A former Liberal Democrat chief who has left the party to put ‘local people before national politics’ says he is gaining headway in support for a new local campaign.
Richard Rowles, former Test Valley chair of the Liberal Democrats resigned last week out of his frustration at party policies and created the ‘Andover Alliance’.
The 42-year-old called a meeting outside the Guildhall on Monday to rally support for a ‘new dawn in Andover’ with 14 people coming along to find out more about the movement.
Although the plans also include releasing a manifesto in stages over the next few months, it isn’t quite a party in the narrowest legal sense of election law that is intended because Richard Rowles has also said he will be standing as an independent.

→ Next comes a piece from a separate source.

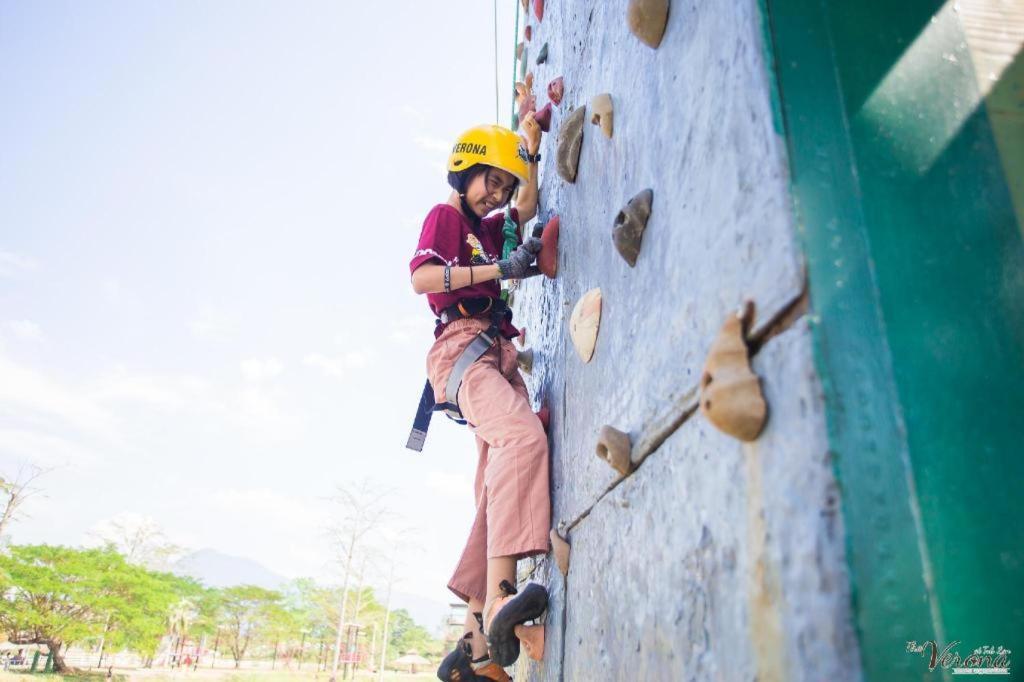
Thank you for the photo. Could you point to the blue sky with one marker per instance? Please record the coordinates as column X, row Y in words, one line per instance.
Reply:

On leaving the Liberal Democrats, Richard Rowles had said:
The people of Andover deserve more, as the Andover Lib Dems are falling short of the mark I’ve decided to become and independent and cast aside the dogmas of national party politics and provide real opposition to the status quo.
I’m not going to delve fully into the rights and wrongs of the falling out in the local party, but will rather just comment on the point about “dogmas of national party politics”.
The political outlook that informs Liberal Democrats – values such as wanting to maximise the freedom people have to live their lives as they wish, recognising that this requires both support and resources as well as legal freedoms – is very much relevant to how local councils should be run.
Whether you call it party politics or not, anyone making decisions about how a local council should influence its local area is making decisions about political philosophy. It’s much better, both for the clarity of your own decision making and for the knowledge of the voters, to be upfront about what your values are.
Political labels help, rather than hinder, with that.